Compound K (CK; 20-O-β-(d-glucopyranosyl)-20(S)-protopanaxadiol) is one of the metabolites of ginsenosides contained in red ginseng (RG) and is known to have high bioavailability. This study aimed to establish the optimal conditions for enzyme treatment to convert ginsenosides from RG extract to CK, and to prove the characteristics of bioconverted red ginseng (BRG) extract. CK was not detected in unenzyme-treated RG extract, and in the single-step enzyme treatment, it was produced at less than 4.58 mg/g only in treatment group with Pyr-flo or Sumizyme AC (at 50 °C for 48 h). The highest yield of CK (14.32 mg/g) was obtained by Ultimase MFC treatment at 50 °C for 48 h after treatment with a mixture of Pyr-flo and Rapidase at 50 °C for 24 h.

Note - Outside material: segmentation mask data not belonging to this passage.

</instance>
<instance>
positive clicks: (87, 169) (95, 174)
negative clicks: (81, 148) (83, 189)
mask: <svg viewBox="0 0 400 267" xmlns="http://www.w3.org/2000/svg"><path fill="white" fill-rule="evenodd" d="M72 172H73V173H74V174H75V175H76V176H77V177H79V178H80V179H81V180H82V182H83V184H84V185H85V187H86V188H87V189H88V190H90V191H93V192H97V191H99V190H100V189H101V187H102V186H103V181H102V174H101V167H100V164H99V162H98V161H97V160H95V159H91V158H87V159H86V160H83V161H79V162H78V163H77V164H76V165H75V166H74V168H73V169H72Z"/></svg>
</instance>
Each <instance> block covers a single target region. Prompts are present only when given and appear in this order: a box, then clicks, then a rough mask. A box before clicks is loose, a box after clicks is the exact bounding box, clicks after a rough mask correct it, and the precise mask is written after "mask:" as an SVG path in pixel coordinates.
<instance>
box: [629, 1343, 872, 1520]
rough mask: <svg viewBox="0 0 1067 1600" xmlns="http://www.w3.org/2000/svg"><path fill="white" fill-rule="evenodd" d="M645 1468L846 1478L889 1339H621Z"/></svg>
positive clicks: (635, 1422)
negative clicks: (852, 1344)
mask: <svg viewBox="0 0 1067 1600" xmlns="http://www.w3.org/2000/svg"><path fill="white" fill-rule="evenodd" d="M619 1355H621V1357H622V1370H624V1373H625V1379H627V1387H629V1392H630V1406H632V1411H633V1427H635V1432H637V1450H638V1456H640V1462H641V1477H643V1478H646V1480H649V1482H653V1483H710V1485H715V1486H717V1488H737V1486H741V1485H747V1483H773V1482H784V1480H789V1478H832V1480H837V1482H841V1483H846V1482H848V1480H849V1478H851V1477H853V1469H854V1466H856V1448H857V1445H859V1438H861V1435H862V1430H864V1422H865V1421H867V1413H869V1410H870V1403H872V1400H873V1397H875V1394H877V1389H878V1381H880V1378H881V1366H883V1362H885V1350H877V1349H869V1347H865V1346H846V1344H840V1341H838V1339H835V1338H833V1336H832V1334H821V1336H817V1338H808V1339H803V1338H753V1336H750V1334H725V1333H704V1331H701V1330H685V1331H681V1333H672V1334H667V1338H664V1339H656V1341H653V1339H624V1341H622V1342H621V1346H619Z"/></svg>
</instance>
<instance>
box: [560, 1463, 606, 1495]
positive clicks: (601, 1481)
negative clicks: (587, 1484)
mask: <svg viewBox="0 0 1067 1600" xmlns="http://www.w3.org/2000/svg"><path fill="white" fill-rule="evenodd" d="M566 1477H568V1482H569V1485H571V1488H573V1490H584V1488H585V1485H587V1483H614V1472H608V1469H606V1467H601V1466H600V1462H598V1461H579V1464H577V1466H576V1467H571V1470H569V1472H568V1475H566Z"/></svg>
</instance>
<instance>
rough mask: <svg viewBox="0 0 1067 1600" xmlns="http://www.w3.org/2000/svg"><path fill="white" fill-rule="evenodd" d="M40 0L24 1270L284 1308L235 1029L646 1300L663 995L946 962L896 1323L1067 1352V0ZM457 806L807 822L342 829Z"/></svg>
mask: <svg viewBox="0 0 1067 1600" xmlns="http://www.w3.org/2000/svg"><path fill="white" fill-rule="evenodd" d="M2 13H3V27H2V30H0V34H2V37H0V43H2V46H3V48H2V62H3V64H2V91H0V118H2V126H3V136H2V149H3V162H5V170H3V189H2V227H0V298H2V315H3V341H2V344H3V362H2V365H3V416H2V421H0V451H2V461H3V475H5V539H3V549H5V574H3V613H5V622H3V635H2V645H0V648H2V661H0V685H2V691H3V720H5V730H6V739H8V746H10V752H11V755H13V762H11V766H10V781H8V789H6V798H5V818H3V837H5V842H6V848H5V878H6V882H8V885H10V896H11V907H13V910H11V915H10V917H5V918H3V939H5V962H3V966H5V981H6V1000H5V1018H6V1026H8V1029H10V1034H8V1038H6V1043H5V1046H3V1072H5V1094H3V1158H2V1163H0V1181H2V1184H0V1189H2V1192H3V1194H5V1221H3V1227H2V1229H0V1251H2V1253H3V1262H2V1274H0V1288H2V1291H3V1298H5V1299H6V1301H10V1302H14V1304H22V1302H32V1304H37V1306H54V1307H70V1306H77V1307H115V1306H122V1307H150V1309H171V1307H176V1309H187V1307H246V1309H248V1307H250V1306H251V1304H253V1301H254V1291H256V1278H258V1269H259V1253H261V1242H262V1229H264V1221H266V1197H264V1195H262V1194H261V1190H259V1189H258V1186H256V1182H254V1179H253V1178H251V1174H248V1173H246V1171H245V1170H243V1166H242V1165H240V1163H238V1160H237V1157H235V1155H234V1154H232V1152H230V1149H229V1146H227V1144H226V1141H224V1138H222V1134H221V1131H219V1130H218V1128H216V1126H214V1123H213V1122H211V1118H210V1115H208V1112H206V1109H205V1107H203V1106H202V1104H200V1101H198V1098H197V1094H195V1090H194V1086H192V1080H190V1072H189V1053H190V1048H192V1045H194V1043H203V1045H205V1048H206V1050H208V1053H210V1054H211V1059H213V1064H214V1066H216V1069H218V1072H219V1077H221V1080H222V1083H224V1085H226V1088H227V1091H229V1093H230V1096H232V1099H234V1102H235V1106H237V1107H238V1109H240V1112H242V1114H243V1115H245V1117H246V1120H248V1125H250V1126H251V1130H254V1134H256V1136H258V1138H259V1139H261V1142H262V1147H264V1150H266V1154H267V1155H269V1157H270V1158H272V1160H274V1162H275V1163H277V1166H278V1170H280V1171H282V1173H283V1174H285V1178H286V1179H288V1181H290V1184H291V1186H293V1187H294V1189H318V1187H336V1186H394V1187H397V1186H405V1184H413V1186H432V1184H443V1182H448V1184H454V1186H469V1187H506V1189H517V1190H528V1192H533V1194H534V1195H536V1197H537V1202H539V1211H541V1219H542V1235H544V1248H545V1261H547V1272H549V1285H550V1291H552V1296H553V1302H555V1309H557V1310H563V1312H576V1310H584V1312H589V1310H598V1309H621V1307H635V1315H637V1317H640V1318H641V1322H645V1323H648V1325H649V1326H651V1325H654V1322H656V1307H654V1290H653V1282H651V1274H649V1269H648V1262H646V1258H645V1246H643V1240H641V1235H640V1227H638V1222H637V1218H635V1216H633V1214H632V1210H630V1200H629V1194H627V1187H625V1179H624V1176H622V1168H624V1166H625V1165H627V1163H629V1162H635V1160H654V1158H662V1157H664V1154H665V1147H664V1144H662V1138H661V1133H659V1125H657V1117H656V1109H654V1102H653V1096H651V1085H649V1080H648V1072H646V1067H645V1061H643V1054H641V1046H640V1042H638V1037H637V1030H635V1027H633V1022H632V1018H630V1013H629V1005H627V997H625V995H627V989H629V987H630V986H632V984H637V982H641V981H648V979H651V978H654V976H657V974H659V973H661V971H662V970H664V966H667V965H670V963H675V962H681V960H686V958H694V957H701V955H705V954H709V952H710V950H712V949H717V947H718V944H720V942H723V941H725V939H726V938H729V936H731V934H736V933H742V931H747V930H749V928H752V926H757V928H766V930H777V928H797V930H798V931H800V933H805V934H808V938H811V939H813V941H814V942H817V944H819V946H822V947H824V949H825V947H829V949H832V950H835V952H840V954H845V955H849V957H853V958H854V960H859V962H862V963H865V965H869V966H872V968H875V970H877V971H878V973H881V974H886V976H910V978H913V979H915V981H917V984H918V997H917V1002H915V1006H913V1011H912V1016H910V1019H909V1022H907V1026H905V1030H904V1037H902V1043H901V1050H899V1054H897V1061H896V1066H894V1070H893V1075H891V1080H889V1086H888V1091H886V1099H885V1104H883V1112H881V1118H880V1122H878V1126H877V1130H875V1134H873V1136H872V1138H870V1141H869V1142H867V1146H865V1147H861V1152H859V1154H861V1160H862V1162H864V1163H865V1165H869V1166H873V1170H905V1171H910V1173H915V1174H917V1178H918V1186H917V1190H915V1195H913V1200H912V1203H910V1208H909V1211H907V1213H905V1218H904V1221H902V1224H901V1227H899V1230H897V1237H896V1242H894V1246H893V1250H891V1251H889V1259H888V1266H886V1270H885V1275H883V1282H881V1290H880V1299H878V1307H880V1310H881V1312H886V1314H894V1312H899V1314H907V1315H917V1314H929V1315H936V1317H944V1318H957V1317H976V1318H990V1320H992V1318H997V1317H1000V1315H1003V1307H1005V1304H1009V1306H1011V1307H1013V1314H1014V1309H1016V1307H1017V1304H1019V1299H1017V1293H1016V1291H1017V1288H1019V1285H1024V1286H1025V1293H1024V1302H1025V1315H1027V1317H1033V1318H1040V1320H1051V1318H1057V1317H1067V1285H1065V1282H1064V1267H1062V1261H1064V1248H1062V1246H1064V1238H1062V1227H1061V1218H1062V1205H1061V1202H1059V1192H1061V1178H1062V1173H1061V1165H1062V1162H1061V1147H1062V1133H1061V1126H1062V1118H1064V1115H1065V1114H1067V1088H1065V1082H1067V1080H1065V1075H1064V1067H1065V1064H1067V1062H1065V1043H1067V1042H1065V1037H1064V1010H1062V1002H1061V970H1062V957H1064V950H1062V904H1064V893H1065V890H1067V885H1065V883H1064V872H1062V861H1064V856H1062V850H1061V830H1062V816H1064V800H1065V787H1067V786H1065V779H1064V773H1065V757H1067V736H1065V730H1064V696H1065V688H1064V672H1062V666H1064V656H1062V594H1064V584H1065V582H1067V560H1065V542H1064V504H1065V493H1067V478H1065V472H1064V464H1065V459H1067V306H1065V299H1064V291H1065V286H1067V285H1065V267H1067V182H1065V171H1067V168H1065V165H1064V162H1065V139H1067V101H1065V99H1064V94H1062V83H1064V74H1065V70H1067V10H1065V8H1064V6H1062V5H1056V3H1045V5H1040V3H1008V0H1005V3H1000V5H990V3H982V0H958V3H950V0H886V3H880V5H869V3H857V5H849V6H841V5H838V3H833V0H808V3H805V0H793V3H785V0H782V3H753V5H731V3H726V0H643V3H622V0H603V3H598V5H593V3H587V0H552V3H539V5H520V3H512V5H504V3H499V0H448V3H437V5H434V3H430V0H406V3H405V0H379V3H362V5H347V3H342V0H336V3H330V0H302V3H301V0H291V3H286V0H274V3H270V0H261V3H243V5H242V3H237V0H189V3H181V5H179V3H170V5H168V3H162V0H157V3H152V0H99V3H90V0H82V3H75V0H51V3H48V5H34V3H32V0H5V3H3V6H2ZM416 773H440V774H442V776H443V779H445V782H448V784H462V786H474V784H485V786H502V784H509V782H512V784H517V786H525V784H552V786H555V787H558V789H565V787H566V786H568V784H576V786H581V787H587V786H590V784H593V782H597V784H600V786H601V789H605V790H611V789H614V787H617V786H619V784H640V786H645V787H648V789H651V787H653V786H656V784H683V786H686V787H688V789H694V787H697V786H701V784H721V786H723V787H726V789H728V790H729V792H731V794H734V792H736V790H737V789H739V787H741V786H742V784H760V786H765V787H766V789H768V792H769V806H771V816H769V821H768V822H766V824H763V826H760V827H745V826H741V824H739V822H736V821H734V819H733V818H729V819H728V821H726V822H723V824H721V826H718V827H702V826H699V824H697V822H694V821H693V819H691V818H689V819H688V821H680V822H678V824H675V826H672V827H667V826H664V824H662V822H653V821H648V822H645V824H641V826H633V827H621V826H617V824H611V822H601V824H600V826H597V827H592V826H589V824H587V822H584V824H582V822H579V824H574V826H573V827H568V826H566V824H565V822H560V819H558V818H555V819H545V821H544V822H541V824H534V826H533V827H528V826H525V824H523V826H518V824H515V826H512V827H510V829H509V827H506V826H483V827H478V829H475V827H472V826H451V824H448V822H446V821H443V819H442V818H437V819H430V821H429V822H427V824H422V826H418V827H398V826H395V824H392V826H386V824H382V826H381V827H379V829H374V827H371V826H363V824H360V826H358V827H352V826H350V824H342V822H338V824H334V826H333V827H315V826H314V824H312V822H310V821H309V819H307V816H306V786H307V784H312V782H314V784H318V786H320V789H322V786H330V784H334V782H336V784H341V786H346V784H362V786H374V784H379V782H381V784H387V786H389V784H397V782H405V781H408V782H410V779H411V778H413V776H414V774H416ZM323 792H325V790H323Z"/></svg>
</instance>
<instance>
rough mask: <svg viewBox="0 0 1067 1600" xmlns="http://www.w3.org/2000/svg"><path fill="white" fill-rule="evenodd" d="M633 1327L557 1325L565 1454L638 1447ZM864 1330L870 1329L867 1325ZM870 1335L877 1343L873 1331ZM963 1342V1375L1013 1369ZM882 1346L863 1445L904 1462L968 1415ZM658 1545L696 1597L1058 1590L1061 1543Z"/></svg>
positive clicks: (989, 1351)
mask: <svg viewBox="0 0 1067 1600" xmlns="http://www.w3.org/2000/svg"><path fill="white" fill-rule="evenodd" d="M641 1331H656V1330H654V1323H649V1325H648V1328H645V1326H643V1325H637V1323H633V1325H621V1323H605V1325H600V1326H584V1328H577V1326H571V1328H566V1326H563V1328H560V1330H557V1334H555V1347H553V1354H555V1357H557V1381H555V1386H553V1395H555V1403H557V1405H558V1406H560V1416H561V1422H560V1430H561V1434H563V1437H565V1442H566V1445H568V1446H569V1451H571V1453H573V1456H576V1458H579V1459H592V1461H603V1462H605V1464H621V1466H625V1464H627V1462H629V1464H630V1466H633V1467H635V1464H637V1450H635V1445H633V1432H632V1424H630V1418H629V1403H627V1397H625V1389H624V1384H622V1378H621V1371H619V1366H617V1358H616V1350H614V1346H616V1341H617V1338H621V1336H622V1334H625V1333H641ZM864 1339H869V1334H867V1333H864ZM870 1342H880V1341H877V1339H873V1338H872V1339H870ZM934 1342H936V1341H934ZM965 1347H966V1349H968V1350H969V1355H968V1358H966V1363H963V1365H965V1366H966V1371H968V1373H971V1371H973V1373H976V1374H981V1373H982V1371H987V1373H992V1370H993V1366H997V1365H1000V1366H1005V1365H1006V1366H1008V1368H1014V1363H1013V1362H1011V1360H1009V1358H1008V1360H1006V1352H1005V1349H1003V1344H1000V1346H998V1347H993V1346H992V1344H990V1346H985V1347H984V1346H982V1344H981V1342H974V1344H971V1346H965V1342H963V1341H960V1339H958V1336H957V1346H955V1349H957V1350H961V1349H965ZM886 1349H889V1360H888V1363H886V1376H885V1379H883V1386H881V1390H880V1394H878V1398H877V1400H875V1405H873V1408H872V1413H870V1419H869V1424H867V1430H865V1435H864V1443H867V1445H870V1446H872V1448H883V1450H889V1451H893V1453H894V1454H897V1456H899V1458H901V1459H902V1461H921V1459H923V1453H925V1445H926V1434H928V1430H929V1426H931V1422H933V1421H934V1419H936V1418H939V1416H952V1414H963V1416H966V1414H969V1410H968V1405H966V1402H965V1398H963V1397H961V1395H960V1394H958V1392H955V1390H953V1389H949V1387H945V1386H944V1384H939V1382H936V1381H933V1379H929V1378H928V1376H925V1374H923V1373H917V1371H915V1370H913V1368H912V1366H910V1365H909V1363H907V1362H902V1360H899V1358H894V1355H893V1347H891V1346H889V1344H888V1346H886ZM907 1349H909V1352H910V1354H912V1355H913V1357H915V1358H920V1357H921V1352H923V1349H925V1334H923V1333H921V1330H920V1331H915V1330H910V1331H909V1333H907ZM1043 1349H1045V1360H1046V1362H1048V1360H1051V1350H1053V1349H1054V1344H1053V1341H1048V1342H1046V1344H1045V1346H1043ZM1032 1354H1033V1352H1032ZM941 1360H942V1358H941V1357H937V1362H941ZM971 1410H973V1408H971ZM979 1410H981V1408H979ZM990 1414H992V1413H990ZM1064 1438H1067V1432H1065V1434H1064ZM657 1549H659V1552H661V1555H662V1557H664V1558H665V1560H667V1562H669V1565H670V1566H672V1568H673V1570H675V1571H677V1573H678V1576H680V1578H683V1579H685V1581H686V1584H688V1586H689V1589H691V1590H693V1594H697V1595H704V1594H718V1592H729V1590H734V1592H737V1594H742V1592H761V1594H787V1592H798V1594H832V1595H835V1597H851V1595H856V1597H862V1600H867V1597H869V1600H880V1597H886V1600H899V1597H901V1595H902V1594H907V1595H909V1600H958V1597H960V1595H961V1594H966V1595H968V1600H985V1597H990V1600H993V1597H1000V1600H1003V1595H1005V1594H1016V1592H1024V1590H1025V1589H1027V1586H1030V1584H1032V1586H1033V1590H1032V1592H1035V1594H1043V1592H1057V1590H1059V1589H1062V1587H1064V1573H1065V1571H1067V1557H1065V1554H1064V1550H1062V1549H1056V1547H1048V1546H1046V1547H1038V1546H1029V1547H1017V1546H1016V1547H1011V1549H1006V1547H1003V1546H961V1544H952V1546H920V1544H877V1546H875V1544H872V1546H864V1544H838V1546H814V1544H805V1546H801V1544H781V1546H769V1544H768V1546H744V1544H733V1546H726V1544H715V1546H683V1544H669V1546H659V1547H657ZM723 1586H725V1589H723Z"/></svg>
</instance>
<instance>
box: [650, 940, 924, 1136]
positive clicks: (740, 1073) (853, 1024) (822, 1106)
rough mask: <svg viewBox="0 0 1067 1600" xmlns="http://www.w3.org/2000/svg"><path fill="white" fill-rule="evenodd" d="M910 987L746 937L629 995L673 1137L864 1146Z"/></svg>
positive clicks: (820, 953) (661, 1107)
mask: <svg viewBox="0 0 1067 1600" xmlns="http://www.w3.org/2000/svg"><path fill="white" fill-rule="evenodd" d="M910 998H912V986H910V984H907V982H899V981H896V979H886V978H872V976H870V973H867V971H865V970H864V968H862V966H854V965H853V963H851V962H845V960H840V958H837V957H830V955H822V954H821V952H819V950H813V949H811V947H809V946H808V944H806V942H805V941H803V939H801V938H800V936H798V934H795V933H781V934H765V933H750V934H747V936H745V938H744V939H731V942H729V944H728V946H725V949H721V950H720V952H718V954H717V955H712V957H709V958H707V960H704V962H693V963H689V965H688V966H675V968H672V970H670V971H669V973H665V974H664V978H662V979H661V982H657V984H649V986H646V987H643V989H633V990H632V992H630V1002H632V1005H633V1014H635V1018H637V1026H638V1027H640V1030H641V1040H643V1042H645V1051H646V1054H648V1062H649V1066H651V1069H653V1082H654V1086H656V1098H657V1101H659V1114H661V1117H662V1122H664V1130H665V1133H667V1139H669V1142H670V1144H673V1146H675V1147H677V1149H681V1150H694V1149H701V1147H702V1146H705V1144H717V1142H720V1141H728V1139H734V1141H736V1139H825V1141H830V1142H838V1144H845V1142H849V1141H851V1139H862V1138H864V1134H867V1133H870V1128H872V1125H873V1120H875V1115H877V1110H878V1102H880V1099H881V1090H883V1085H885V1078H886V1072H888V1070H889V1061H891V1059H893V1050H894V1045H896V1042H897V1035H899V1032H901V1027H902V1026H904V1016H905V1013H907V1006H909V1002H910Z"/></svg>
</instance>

Total polyphenol, 2,2-diphenyl-1-picrylhydrazyl (DPPH), and 2,2-azinobis-(3-ethylbenzothiazoline-6-sulfonic acid)) (ABTS) radical scavenging activity were higher in BRG than in RG (p < 0.5). High-fat diet (HD) rat fed 1% BRG had significantly lower body weight, heart weight, fat pads (periosteal fat, epididymal fat), serum glucose levels, and hepatic triglyceride levels than those HD rat fed 1% RG (p < 0.05). In conclusion, the sequential enzymatic bioconversion was produces higher CK in RG root extract than single-step enzyme treatment.